Interdisciplinary Biological & Medical Sciences
- Junior Honors Medical Program Member
- UF Honors Program Member
- American Medical Student Association: Director for Politics and Ethics in Medicine
- Rescue Diver
- Footprints Buddy & Support Program
- Camp Boggy Creek volunteer
Hobbies and Interests
- Long distance running
Catheter Hub Contamination: Prevalence and Scrub Duration
Central venous catheter-related (CVC) bloodstream infection is an unusual but potentially deadly occurrence. Each catheter infection caused from such contamination can cost an average of $45,000 in treatment. No national standard exists for proper antiseptic preparation of connector hubs and conclusions are contradictory regarding the scrub duration needed to sterilize the hub. Based on the existing discrepancies, which may result in noncompliance altogether, we intend to determine how to reliably disinfect the hubs through an in vitro investigation. We would like to measure the impact of scrub time on contamination over 1, 2, and 10s.
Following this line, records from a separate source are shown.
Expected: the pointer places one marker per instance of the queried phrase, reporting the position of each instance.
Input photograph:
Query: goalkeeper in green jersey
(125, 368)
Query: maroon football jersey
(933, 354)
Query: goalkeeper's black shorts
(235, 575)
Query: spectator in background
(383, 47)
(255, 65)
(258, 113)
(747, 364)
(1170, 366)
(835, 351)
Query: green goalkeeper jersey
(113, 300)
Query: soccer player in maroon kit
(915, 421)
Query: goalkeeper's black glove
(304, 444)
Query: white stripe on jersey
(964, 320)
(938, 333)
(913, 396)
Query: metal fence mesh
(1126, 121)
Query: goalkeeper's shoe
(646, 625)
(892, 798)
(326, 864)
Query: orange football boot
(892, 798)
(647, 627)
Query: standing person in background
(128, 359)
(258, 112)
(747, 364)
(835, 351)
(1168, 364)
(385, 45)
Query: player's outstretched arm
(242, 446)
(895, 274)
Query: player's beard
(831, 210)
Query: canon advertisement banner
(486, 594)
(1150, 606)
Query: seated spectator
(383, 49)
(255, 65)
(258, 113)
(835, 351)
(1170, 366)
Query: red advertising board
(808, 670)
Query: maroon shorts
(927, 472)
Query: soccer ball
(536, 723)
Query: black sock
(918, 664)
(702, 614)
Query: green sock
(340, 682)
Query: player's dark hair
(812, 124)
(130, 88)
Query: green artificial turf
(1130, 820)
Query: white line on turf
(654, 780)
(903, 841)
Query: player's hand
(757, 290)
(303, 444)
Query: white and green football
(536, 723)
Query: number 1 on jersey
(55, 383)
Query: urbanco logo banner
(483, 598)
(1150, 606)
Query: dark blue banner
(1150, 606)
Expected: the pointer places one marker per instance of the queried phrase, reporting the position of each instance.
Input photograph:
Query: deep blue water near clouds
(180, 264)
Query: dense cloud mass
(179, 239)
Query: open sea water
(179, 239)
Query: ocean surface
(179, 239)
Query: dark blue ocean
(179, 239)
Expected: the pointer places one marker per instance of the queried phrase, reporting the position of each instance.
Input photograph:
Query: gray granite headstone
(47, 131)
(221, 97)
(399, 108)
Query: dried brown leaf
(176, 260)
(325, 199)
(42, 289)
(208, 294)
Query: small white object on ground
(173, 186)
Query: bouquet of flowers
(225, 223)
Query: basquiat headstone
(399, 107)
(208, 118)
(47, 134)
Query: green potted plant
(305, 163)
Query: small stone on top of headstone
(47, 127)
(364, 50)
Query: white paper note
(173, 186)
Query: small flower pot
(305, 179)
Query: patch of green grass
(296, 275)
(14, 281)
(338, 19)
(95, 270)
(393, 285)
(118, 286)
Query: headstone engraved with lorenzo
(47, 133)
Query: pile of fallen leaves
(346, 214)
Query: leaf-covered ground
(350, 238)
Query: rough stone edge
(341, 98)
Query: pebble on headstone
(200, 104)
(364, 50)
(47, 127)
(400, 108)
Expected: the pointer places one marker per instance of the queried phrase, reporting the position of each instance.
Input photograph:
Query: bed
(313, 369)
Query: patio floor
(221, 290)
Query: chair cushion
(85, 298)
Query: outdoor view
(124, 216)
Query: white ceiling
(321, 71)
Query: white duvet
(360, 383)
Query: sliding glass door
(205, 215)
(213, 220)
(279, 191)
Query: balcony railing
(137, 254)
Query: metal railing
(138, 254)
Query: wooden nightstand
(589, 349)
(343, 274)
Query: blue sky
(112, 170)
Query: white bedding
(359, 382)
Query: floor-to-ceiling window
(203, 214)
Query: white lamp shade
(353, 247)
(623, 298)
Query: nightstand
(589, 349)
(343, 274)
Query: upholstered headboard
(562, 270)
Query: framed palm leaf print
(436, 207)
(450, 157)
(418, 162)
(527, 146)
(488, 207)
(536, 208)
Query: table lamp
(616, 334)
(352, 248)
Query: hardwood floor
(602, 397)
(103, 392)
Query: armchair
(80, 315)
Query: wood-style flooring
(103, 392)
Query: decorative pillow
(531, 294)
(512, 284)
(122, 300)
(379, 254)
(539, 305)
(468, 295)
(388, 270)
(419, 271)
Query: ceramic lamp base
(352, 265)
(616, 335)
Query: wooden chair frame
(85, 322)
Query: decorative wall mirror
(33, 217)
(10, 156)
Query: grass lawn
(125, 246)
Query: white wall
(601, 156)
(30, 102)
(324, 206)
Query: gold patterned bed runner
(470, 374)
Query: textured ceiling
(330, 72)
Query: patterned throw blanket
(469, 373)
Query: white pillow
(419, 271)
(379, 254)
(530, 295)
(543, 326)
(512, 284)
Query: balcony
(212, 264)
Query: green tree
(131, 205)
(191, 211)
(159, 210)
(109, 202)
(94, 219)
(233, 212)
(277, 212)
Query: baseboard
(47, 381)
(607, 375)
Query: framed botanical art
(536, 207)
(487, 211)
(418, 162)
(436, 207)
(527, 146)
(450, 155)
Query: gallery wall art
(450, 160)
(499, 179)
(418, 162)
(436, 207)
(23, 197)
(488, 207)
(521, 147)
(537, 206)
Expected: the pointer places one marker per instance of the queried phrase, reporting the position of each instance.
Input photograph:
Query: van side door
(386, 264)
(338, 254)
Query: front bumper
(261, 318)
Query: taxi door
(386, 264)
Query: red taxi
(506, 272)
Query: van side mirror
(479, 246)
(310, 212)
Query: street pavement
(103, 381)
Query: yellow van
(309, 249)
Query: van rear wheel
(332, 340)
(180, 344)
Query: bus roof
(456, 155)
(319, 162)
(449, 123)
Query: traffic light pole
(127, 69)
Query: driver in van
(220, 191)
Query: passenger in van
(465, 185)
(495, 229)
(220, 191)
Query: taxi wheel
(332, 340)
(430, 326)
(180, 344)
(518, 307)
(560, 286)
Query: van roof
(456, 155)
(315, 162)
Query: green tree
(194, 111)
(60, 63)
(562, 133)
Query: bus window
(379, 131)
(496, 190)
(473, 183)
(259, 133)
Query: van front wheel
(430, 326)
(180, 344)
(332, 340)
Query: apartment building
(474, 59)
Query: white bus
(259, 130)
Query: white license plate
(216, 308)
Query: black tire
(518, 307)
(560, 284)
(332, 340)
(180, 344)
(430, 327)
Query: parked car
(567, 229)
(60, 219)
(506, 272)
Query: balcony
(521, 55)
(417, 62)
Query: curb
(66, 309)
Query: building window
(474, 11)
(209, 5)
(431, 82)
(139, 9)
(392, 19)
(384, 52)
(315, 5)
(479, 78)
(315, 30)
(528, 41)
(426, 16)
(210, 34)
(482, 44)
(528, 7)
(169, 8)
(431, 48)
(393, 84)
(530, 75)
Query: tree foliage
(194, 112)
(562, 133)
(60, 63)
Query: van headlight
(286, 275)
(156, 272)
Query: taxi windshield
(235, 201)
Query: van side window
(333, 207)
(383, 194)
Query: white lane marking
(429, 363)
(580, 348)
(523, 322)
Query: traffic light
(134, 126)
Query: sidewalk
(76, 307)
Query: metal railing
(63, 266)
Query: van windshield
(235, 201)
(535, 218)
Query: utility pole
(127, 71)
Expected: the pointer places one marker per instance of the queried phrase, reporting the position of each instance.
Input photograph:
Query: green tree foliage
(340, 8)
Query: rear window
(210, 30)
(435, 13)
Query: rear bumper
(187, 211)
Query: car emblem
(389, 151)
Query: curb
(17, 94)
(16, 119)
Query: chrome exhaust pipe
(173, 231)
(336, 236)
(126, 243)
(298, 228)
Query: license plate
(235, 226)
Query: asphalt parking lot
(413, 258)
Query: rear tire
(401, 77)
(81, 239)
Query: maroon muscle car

We are also interested in culturing needleless connector hubs in the clinical setting of the operating room (OR) and the intensive care unit (ICU) to determine the prevalence of contamination and additionally, to identify the species of bacteria residing on connectors. Specifically, we are interested in examining two separate categories of hubs: 1) connector hubs from patient CVCs 2) needleless hubs on suspended saline dilution bags in the OR. Past studies have shown an association between bacteria cultured from needleless hubs and stopcocks used to access CVCs and patient bloodstream infection. Connectors would be contaminated either naturally by a finger or by a bacterial suspension. We would subject the site to the above mentioned scrub durations with an alcohol prep pad. Factors such as bacterial transfer (wet or dry) and type (behavior), topological surface complexity, and contaminated surface drying times will be controlled for. Our aim is to determine the time needed to scrub the hubs for successful sterilization. If connector hubs are found to be often contaminated with potentially dangerous bacteria, this data would provide evidence for initiating a program of high vigilance for the standard procedure of sanitizing the ports prior to access on every occasion, helping to ensure patient safety.